Keeping busy writing two entire seasons of his Emmy-winning television is one thing, but Hader also shared with Meyers how his increasingly troubled three daughters are going through the block, as they have finally managed to ask their father the tough questions. Like, your eleven-year-old son emerging from any version of the school playground at home is to tell her dad about the scandalous rumor she heard that he was on some kind of TV show called Saturday Night Live? It’s true, kid, while Hader shared how some of his carefully selected sketches of greatest hits (all written, unsurprisingly, by SNL writers John Solomon and Rob Klein) went all the way. Puppet class? Of course, what child does not like to see his father playing with puppets? Effeminate fireman angry at the cancellation of Don’t trust B—— apartment 23 sketch? Do not understand. Stefon? “Um, are you going to laugh at all of this?”, Hader reports that his oldest daughter asked with critical skepticism. Difficult family room.

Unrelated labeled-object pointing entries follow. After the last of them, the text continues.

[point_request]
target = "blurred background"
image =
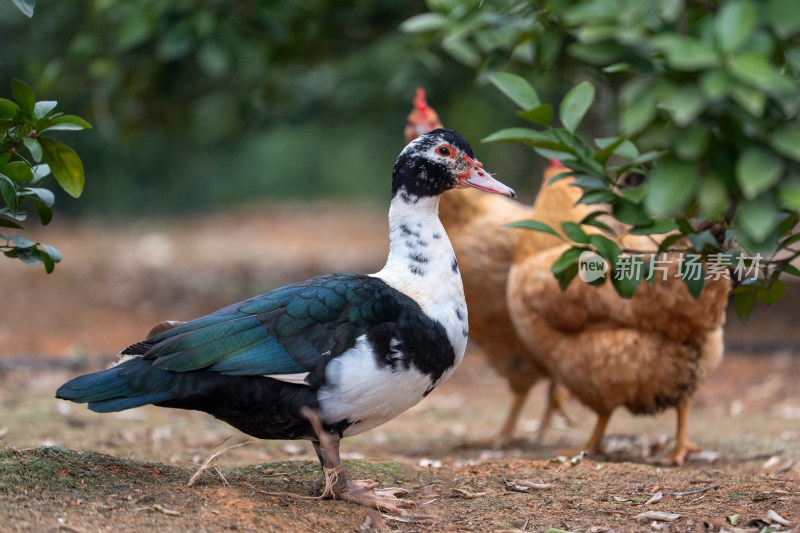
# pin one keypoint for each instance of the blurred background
(207, 105)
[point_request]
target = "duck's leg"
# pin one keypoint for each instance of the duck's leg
(682, 444)
(506, 436)
(336, 484)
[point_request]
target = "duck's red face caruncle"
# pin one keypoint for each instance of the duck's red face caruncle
(471, 172)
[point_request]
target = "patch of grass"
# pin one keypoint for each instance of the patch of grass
(57, 470)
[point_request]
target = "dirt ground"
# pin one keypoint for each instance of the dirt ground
(64, 468)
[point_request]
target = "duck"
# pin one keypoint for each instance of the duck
(329, 357)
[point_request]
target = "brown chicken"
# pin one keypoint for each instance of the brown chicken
(484, 250)
(646, 353)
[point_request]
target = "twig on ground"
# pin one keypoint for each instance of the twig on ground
(216, 452)
(68, 527)
(655, 515)
(160, 509)
(468, 495)
(687, 492)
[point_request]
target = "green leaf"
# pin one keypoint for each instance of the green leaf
(784, 17)
(744, 298)
(786, 141)
(68, 123)
(517, 89)
(790, 195)
(8, 192)
(692, 143)
(568, 258)
(758, 217)
(792, 270)
(757, 170)
(670, 186)
(773, 293)
(655, 227)
(753, 100)
(597, 196)
(43, 195)
(754, 68)
(629, 213)
(668, 241)
(65, 165)
(591, 220)
(39, 172)
(626, 149)
(703, 241)
(44, 211)
(575, 232)
(606, 248)
(22, 242)
(53, 252)
(6, 223)
(608, 148)
(18, 171)
(715, 84)
(26, 6)
(43, 107)
(694, 284)
(541, 114)
(24, 96)
(30, 256)
(713, 197)
(684, 103)
(33, 147)
(533, 225)
(530, 137)
(8, 109)
(685, 53)
(734, 24)
(424, 22)
(637, 115)
(575, 105)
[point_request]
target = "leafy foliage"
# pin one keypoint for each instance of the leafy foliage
(707, 111)
(26, 158)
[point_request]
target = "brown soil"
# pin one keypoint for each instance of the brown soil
(117, 281)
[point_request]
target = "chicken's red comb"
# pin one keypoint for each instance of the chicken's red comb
(419, 101)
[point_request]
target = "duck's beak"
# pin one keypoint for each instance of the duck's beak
(475, 176)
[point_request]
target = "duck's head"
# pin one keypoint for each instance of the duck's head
(439, 161)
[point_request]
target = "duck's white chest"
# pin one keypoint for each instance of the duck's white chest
(423, 266)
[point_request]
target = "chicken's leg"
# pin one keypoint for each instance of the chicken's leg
(336, 484)
(506, 436)
(555, 399)
(682, 444)
(594, 446)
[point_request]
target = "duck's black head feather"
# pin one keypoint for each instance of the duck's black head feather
(419, 173)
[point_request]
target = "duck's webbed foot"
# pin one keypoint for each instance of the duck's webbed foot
(335, 484)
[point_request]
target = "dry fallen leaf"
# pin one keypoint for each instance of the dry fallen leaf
(657, 497)
(773, 517)
(656, 515)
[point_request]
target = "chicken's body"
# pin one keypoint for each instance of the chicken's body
(646, 353)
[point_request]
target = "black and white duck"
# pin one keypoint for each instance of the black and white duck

With an ex SNL a veteran in the house (or in the version of the interview at home), the questions of former editor Meyers invariably led to the discussion of those favorite sketches that never arrived, for whatever reason. Or all the reasons, like when another musical sketch by Solomon-Klein-Hader called “Song For Daddy, ”Which, among other catastrophes in the dress rehearsal, almost killed the then emerging teen idol and host of that week, Justin Bieber. According to Hader, this may not have been a great loss, but all the young Bieber fans screaming probably wouldn’t have been very receptive to the sight of their favorite singer being unceremoniously flattened by the stage that almost toppled over his frozen ends. “He ate,” admitted Hader, able to laugh about the disaster now that no one really died in it.

Barry will come back when we all start acting together.